Ingenix raises €13m to scale AI drug development engine
Warsaw-based AI biology company Ingenix has raised €13m in a seed-extension financing round led by Sofinnova Partners, with participation from Inovo VC and OTB VC.
The round follows a €9m seed financing announced in April 2025, which was led by Inovo VC with participation from OTB Ventures and the International Finance Corporation.
The company said the new funding will be used to scale its Biological Reasoning Engine, an AI system designed to support translational and clinical R&D decisions, and to broaden access to pharma and biotech partners.
Founded in 2023, Ingenix is developing what it calls Modality Fusion, an AI architecture that integrates models across different types of biological data and biological scales.
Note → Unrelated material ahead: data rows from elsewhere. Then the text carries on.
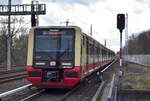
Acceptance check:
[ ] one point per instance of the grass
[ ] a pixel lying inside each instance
(139, 84)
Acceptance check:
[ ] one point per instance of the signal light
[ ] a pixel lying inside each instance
(120, 21)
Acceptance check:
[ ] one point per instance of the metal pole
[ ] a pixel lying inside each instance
(127, 37)
(91, 30)
(120, 47)
(9, 39)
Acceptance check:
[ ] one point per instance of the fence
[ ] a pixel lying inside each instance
(135, 81)
(140, 59)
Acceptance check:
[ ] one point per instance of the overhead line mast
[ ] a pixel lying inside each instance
(26, 9)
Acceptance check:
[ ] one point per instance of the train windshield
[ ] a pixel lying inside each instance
(54, 44)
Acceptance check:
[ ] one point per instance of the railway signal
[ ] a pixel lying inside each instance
(121, 21)
(121, 26)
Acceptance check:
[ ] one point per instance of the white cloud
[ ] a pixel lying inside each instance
(100, 13)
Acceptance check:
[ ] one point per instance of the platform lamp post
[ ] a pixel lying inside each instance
(121, 26)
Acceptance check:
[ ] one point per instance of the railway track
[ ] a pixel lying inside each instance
(61, 95)
(12, 75)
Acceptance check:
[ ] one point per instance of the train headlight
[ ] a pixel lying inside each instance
(40, 63)
(66, 66)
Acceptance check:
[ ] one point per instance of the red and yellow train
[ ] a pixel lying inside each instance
(61, 56)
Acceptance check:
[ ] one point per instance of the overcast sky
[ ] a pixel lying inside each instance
(100, 13)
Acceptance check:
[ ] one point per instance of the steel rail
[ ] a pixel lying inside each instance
(33, 95)
(2, 95)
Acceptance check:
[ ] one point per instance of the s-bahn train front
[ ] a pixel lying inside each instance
(52, 60)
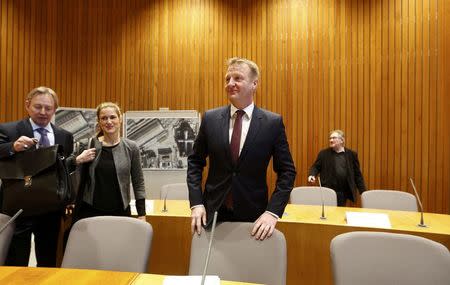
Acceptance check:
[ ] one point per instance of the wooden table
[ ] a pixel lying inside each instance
(65, 276)
(60, 276)
(308, 237)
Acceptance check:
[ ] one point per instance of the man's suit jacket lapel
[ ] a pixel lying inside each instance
(252, 133)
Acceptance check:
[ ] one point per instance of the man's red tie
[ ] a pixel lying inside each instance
(236, 136)
(234, 147)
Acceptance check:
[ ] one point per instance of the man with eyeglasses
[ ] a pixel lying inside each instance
(35, 131)
(339, 169)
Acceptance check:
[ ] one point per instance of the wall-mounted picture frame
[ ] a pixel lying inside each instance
(165, 138)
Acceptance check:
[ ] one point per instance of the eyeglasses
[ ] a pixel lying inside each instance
(106, 118)
(335, 138)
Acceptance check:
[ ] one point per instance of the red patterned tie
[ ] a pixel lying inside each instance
(236, 136)
(234, 147)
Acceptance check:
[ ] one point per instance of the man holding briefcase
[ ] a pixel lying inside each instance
(35, 132)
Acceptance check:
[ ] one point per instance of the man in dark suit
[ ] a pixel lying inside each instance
(239, 140)
(339, 169)
(35, 131)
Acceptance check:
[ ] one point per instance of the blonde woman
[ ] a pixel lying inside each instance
(108, 164)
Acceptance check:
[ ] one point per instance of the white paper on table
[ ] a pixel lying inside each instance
(191, 280)
(148, 207)
(372, 220)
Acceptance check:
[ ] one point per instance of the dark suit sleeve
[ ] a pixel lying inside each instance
(359, 180)
(196, 163)
(6, 140)
(284, 166)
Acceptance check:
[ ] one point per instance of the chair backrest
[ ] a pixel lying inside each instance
(311, 195)
(175, 191)
(387, 258)
(237, 256)
(5, 237)
(389, 200)
(109, 243)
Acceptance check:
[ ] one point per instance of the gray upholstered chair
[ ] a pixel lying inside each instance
(175, 191)
(389, 200)
(5, 236)
(237, 256)
(311, 195)
(386, 258)
(109, 243)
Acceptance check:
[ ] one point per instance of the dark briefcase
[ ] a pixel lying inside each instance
(36, 181)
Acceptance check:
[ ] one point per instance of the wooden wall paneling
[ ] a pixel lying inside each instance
(411, 88)
(366, 92)
(418, 116)
(20, 51)
(376, 69)
(432, 108)
(404, 177)
(426, 104)
(443, 120)
(390, 94)
(9, 59)
(359, 133)
(397, 96)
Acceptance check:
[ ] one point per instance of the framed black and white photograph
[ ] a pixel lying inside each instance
(165, 138)
(81, 122)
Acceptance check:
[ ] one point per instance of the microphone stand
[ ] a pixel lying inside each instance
(209, 248)
(421, 224)
(322, 217)
(165, 204)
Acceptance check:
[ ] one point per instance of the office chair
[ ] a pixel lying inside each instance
(386, 258)
(311, 195)
(175, 191)
(5, 237)
(236, 255)
(389, 200)
(109, 243)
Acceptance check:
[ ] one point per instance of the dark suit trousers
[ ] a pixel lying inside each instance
(45, 229)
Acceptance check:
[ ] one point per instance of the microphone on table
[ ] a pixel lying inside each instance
(165, 202)
(322, 217)
(421, 224)
(11, 220)
(209, 248)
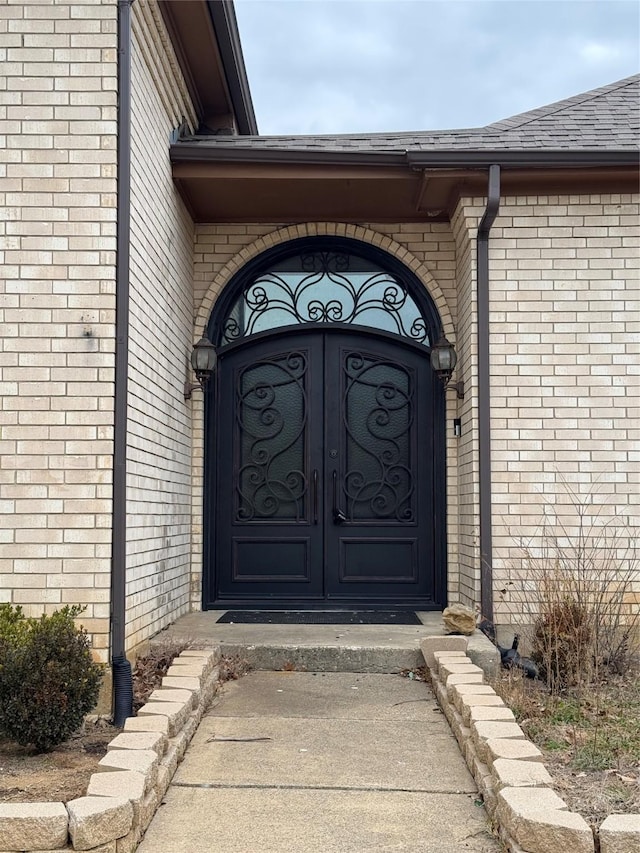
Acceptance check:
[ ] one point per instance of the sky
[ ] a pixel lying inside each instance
(366, 66)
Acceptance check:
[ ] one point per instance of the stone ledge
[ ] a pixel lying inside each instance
(132, 778)
(620, 834)
(508, 769)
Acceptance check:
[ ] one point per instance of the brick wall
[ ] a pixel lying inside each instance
(565, 318)
(57, 232)
(161, 329)
(465, 223)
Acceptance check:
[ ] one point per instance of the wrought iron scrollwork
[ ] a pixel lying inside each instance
(272, 418)
(378, 416)
(322, 288)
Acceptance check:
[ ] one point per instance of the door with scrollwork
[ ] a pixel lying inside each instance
(325, 473)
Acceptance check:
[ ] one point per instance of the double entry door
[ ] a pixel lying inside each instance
(324, 480)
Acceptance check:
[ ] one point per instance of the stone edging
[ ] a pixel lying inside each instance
(133, 776)
(507, 768)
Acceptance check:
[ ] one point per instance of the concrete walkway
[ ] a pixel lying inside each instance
(327, 762)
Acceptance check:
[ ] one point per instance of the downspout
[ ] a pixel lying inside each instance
(484, 393)
(122, 680)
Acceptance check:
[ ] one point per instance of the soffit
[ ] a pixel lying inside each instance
(298, 192)
(205, 38)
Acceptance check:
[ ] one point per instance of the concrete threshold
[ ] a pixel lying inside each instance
(324, 648)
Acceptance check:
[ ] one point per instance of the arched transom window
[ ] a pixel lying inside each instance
(322, 282)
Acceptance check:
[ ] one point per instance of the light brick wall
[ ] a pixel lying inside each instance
(565, 366)
(57, 250)
(465, 223)
(161, 329)
(428, 249)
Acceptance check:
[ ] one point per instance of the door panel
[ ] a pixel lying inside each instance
(380, 544)
(325, 472)
(267, 542)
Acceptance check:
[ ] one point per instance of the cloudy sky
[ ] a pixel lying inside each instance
(349, 66)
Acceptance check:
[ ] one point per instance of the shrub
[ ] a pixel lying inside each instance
(48, 680)
(579, 580)
(562, 643)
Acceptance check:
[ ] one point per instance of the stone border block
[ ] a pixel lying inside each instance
(511, 773)
(148, 723)
(191, 671)
(179, 697)
(33, 826)
(507, 768)
(538, 820)
(143, 761)
(176, 713)
(140, 740)
(520, 750)
(95, 821)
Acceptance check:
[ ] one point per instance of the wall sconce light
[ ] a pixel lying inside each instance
(203, 362)
(443, 362)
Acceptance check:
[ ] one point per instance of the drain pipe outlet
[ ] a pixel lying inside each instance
(484, 393)
(122, 679)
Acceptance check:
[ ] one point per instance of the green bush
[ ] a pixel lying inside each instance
(48, 680)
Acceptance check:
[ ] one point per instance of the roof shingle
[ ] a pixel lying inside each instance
(604, 118)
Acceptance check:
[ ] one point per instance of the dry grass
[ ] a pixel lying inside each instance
(589, 736)
(150, 669)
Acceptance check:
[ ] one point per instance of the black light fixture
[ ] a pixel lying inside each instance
(443, 362)
(203, 362)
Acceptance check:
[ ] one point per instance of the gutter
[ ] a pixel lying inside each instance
(123, 687)
(484, 392)
(242, 152)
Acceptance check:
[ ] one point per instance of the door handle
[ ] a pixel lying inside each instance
(315, 495)
(338, 516)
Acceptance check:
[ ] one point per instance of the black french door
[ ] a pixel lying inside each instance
(328, 476)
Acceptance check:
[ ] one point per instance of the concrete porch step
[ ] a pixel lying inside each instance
(325, 648)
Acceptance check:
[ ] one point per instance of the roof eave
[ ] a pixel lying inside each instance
(185, 151)
(225, 26)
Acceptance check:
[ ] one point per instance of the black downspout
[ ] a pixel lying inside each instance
(122, 681)
(484, 393)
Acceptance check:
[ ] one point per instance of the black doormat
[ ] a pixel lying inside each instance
(319, 617)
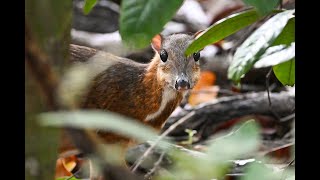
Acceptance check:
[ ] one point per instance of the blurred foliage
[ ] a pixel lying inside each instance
(48, 24)
(89, 4)
(263, 6)
(140, 20)
(255, 46)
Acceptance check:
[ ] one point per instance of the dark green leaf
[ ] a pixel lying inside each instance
(89, 4)
(287, 36)
(99, 120)
(264, 172)
(140, 20)
(222, 29)
(263, 6)
(253, 47)
(275, 55)
(285, 72)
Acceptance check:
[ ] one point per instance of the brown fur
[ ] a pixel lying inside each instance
(136, 90)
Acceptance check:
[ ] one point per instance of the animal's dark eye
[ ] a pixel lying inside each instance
(196, 56)
(163, 55)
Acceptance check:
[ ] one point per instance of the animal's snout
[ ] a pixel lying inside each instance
(182, 83)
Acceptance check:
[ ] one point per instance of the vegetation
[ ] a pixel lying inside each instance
(273, 43)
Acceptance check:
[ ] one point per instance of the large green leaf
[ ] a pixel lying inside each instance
(99, 120)
(89, 4)
(222, 29)
(263, 6)
(140, 20)
(253, 47)
(275, 55)
(287, 36)
(285, 72)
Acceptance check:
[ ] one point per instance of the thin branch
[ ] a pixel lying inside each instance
(268, 91)
(155, 167)
(171, 128)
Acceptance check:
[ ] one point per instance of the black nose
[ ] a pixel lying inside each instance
(182, 84)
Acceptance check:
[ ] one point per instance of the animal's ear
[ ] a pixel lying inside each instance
(198, 34)
(156, 42)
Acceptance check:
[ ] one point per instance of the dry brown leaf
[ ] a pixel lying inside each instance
(204, 90)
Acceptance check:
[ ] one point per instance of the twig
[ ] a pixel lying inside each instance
(155, 167)
(171, 128)
(284, 119)
(267, 84)
(268, 91)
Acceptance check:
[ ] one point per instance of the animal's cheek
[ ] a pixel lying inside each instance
(165, 75)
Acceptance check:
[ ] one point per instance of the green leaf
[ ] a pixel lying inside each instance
(89, 4)
(287, 36)
(263, 6)
(256, 169)
(256, 44)
(140, 20)
(285, 72)
(239, 142)
(275, 55)
(99, 120)
(222, 29)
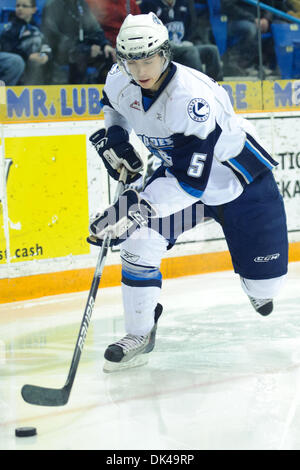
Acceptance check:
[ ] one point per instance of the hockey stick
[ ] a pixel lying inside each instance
(44, 396)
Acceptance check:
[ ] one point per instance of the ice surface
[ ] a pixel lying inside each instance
(220, 377)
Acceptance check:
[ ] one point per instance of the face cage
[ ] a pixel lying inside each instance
(164, 50)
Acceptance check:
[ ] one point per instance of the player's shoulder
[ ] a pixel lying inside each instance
(189, 83)
(116, 80)
(191, 100)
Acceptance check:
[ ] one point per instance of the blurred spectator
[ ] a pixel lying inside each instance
(22, 36)
(110, 14)
(12, 67)
(243, 25)
(176, 16)
(77, 41)
(295, 8)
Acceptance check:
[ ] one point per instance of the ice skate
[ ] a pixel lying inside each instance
(262, 306)
(130, 351)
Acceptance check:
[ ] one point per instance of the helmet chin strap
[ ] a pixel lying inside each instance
(165, 66)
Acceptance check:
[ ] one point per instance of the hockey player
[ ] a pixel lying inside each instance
(210, 156)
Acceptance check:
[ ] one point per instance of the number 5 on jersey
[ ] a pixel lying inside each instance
(197, 165)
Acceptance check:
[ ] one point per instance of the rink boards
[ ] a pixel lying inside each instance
(52, 179)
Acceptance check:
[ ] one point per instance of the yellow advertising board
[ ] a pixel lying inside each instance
(52, 103)
(83, 102)
(47, 197)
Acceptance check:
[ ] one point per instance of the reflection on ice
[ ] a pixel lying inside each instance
(220, 377)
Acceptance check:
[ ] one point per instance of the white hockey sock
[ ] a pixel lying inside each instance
(139, 305)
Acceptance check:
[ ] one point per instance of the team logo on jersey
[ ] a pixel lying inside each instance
(136, 105)
(198, 109)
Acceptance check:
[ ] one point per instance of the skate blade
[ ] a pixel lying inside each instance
(138, 361)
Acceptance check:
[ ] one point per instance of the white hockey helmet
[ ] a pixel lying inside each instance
(142, 36)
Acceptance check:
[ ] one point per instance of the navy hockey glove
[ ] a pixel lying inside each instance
(114, 148)
(121, 219)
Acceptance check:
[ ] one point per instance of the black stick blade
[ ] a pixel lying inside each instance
(45, 396)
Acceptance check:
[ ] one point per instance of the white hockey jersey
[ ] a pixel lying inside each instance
(191, 126)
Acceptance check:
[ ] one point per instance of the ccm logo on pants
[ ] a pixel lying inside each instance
(265, 259)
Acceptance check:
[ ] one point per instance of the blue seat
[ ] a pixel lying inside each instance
(2, 27)
(5, 13)
(218, 24)
(286, 39)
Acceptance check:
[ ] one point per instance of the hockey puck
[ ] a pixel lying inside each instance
(25, 432)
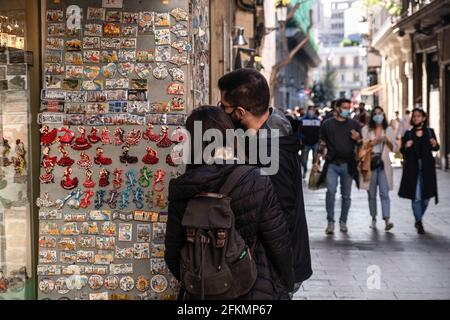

Rather than training a single large model on ever-larger datasets, the company’s approach aims to connect representations from multiple specialised models and reason across them directly.
According to Ingenix, this is intended to address a central limitation in applying AI to drug development: biology spans molecular, cellular, tissue, clinical and chemical data, and no single company is likely to hold enough high-quality data across all relevant modalities to train one comprehensive model.
“This funding lets us extend the Biological Reasoning Engine to the partners and questions where it can do the most useful work,” said Piotr Surma, CEO and co-founder of Ingenix. “We built Ingenix on the conviction that biology needs an AI architecture designed for biology and not a general-purpose model retrofitted to it.”
Proof of concept
Ingenix said the engine has already been applied in an oncology engagement involving a dual-payload antibody-drug conjugate prioritisation problem. The biotech partner had thousands of possible payload configurations but limited experimental capacity to test them.
The system generated 15 candidate combinations, which were then reviewed blindly by the biotech’s translational science team. Ingenix said five corresponded to publicly known hypotheses, two were supported in existing literature but not widely cited, and three had previously been confirmed by the biotech in unpublished internal experiments that had not been disclosed to Ingenix. A further five were described as novel hypotheses not previously considered by the biotech, three of which were flagged as actionable candidates.
The company argues that the example is significant because the double-payload ADC space is too new to provide meaningful training data for pattern-matching approaches. Ingenix said the results were reached by reasoning from underlying biology rather than by relying on previous examples.
Sofinnova Partners said the company is addressing the “reasoning layer” needed to connect biology, chemistry and clinical data into outputs that scientists can interrogate and act on.
The Ingenix team includes AI researchers and engineers from the founding team of Applica, the AI company acquired by Snowflake in 2022. Applica’s TILT model was among the models referenced in benchmarking work around GPT-4.